Francine Touzard Romo, Dianne Auld2, Alison de Abreu, Kimberly Roberts, Gail Jackson, Valerie Whitehead, Emerald O’Rourke, Phinnara Has, Leonard A Mermel. Lifespan Health System, Providence, RI

Background
Lifespan healthcare system implemented the Kurin Lock® ISDD in three acute care hospitals (Rhode Island Hospital [RIH]—a 714-bed tertiary care teaching hospital, The Miriam Hospital [TMH]—a 247-bed community teaching hospital, and Newport Hospital [NH]—a 129-bed community hospital) beginning October 2022 and assessed the impact on Blood culture contamination BCxC and vancomycin utilization in adult EDs, intensive care unit, and step-down units (ICU/SDUs). Blood cultures were obtained by nurses (all 3 hospitals) and phlebotomists (NH) after training by the manufacturer. Blood culture technique was followed per protocol, and growth was monitored using the BioMérieux VIRTUO system. No changes in phlebotomy, laboratory practices, or antimicrobial stewardship interventions were implemented during the study period.

Methods
BCxC rates were calculated dividing the number of contaminated cultures (per CDC NHSN commensal list) over the total number of blood cultures/month. The pre-implementation period was defined as the 6 months prior, and the post-implementation period were the months following implementation through December 2023, excluding the month of implementation. Mean BCxC rates prior to Kurin Lock® implementation and after implementation were compared using the Wilcoxon rank sum test. An interrupted time-series analysis was performed using binomial regression models; implementation dates were standardized as “Day 0.” Vancomycin days of therapy (DOT) by order entry indication of “bacteremia” was analyzed using a generalized linear model (Stata/MP 18.0; College Station, TX).

Results
The mean (SD) BCxC rate for all three hospitals and locations declined by 37% [from 3.0% (2.1) to 1.9% (1.4) after the ISDD implementation (P = 0.009)]). The mean number of blood cultures per month was similar during the pre- and post-Kurin period. In time-series analysis, we observed an abrupt 65% decline in BCxC following education and implementation of the Kurin Lock® ISDD at all three hospitals and locations (P = 0.04). Post-Kurin BCxC rates remained lower than pre-Kurin rates at 400 days after implementation; however, increasing BCxC rates were observed post-implementation, particularly in the Eds. TMH and NPH ED BCxC rates were already declining pre-Kurin Lock® implementation. Nonetheless, rates of contamination only reached 1% or less after the ISDD was implemented. The authors did not observe any significant change in mean vancomycin DOT for bacteremia up to 200 days after Kurin implementation in ICU/SDUs.

Conclusion
Although lower BCxC rates were sustained with time, the abrupt decline in rates and intermittent spikes resulting in an upward trend highlights the critical value of continuous quality improvement efforts focusing on best practices paired with the device implementation.

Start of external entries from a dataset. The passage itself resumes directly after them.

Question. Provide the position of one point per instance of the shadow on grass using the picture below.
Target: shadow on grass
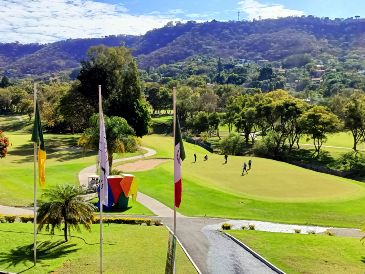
(46, 250)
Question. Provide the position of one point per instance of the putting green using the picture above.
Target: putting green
(267, 180)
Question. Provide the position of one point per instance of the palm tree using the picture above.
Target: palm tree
(64, 205)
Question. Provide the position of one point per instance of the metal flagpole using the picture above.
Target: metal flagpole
(174, 128)
(35, 184)
(101, 197)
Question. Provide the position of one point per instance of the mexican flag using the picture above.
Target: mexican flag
(179, 156)
(37, 137)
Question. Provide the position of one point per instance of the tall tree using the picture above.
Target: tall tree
(317, 122)
(354, 118)
(116, 70)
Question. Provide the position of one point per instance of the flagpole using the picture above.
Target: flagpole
(35, 185)
(101, 199)
(174, 128)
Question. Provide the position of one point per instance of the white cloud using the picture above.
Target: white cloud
(255, 10)
(46, 21)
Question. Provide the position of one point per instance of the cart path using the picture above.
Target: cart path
(86, 172)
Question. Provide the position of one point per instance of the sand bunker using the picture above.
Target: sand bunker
(141, 165)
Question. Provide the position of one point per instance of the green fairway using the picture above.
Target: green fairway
(215, 193)
(126, 249)
(295, 253)
(64, 162)
(339, 139)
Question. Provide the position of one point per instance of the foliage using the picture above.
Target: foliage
(120, 136)
(234, 144)
(354, 118)
(64, 205)
(4, 143)
(116, 71)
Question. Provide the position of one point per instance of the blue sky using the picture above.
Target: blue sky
(44, 21)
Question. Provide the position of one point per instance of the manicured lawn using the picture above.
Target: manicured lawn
(272, 191)
(126, 249)
(64, 162)
(296, 253)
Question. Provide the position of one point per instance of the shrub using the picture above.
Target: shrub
(10, 218)
(226, 226)
(234, 144)
(251, 227)
(26, 219)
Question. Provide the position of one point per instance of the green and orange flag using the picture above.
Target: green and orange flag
(37, 137)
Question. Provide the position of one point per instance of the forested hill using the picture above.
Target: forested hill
(272, 39)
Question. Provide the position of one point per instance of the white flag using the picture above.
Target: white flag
(103, 162)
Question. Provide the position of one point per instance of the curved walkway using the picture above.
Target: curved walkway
(211, 250)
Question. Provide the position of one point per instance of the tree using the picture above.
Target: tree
(120, 136)
(317, 122)
(354, 118)
(4, 143)
(116, 71)
(64, 204)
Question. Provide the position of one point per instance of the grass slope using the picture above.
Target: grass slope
(295, 253)
(216, 194)
(126, 249)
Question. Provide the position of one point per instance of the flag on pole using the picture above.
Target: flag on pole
(179, 156)
(37, 137)
(103, 160)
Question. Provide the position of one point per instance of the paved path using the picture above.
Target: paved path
(211, 250)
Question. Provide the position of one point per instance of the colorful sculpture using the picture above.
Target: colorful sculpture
(120, 189)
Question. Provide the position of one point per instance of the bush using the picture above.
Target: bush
(234, 144)
(251, 227)
(26, 219)
(10, 218)
(226, 226)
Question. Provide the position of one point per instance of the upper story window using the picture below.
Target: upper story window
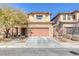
(39, 17)
(69, 17)
(74, 17)
(64, 17)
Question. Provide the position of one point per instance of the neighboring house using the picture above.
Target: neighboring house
(40, 25)
(66, 23)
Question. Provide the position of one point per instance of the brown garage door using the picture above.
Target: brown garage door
(39, 32)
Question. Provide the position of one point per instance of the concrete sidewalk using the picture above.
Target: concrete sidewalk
(36, 42)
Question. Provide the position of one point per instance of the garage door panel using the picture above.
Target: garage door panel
(40, 32)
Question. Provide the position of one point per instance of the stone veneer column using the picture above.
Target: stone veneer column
(51, 30)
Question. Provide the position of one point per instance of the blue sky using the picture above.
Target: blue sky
(53, 8)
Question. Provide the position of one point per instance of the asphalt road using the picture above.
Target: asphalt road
(38, 52)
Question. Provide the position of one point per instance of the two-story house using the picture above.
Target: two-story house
(66, 23)
(39, 25)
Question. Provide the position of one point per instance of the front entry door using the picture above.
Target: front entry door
(23, 31)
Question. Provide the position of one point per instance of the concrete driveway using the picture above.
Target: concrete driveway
(38, 52)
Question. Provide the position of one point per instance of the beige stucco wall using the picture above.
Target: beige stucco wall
(32, 18)
(43, 25)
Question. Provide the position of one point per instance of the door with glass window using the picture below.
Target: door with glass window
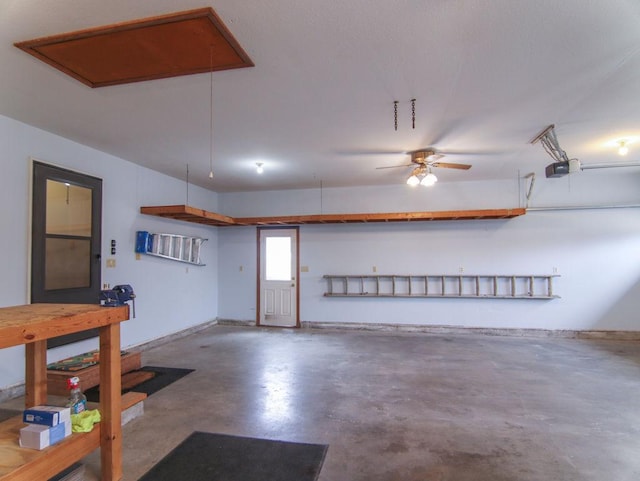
(278, 277)
(65, 240)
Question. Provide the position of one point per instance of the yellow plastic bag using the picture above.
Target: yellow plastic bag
(84, 421)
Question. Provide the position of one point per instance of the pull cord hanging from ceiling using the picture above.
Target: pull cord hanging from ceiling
(211, 115)
(413, 114)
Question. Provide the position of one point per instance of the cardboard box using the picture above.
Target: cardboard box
(40, 436)
(34, 436)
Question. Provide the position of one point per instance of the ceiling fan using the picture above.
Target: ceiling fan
(424, 161)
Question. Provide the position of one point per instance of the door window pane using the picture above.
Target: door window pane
(67, 263)
(68, 209)
(278, 259)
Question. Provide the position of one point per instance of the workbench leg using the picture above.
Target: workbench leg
(35, 380)
(110, 403)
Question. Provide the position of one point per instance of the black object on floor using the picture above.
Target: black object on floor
(162, 377)
(221, 457)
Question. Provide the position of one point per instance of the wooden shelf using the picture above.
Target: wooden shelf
(30, 464)
(187, 213)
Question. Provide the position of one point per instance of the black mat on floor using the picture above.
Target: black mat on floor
(220, 457)
(163, 376)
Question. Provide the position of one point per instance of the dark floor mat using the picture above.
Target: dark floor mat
(162, 377)
(220, 457)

An independent review of blood culture collection practices by the manufacturer noted: (1) occasional blood draws from existing intravascular catheters; (2) inconsistent skin preparation; (3) placement of blood culture bottles on patient’s beds; (4) inconsistent stocking of supplies; and (5) new staff unawareness of allowing lock side channel blood flow to stop before accessing the blood culture bottles. In addition, ED staff were not utilizing peripheral IV sets with an attached extension (PV-18) designed to reduce contamination from touch points. Based on our findings, some action items we suggest are critical when implementing an ISDD include: hands-on education when onboarding new staff, emphasizing the importance of drawing blood from fresh venipuncture and not from previously inserted peripheral IVs, establishing PAR levels for all blood culture collection items, stocking enough supplies in IV carts, and provide targeted feedback to individual staff associated with high levels of blood culture contamination.

Implementation of the Kurin Lock® ISDD lowered BCxC in large academic and community hospital settings. Continuous quality improvement efforts regarding best practices for blood collection through skill development and staff accountability are important to assure the efficacy and cost-effectiveness of this intervention.